Engineered Lumber #3: LVL

LVL or laminated veneer lumber is an engineering solution to span large distances without the need for large pieces of timber.  This technology is similar to plywood in that is utilizes several thin pieces of wood glued together in various directions to create one solid and very strong beam.  Unlike timber, LVL can be pieced together easily and can even be bent and formed in while making the product to conform to specific architectural applications.  Although LVL was designed to be an alternative to using large and costly pieces of wood and thus often hidden within the structure of a building or house, architects have found new ways of exposing this material to express the structure and load capacity of a building.


The flexibility of LVL can be seen in the interesting spiral curvature of the Waitomo Caves Visitor Center by Architecture Workshop.  The visitor center wanted an expansive structure to cover the entrance of the cave while heightening the experience of its entrance.  This large-spanning wood and plastic structures was the architectural solution.  These prefabricated LVL pine beams were built in a nearby factory, designed to interlock on-site to create a grid-like structure.  The beams weave together making the structure of the large canopy, which was then covered by inflated ETFE pillows.  LVL allows the building to be somewhat inexpensive with the ability to span a great distance and house several hundred people.
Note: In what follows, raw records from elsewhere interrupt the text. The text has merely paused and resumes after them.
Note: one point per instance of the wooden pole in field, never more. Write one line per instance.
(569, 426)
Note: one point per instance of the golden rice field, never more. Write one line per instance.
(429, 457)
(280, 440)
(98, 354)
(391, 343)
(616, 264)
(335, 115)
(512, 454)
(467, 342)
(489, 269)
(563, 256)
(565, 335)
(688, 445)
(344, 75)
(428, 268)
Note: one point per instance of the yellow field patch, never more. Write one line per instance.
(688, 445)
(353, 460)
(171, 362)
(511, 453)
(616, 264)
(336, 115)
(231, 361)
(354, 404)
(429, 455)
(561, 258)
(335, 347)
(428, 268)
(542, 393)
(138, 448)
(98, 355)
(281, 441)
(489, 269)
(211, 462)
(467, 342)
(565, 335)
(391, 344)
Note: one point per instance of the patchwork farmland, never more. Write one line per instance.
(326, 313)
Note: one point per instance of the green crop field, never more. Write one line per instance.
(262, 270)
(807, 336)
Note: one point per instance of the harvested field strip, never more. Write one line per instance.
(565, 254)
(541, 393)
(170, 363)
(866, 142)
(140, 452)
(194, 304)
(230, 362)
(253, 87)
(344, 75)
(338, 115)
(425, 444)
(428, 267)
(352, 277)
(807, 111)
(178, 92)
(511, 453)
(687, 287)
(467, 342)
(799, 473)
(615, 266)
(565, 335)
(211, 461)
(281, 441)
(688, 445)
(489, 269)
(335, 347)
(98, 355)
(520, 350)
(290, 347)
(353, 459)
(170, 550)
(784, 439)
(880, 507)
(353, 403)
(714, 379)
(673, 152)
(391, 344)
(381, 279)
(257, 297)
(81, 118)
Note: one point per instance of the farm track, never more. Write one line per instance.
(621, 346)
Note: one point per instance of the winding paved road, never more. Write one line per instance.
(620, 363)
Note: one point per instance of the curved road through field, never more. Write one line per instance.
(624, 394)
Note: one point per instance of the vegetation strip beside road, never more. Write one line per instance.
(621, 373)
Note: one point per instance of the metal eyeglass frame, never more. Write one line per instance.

LVL is used in a very innovative way in the Metropol Parasol by ARUP in Seville, Spain.  This massive mushroom-like structure is composed of more than 3000 polyurethane-covered LVL panels and houses a variety of programmatic functions including restaurants, bars, and an archaeological museum.  The panels are arranged on an orthogonal grid and their individual heights are determined by how they are loaded.  Diagonal steel bars reinforce the panels and help with lateral stability.  Although there is no roof on the structure, the deep grid creates adequate shade and is occupied continuously throughout the year.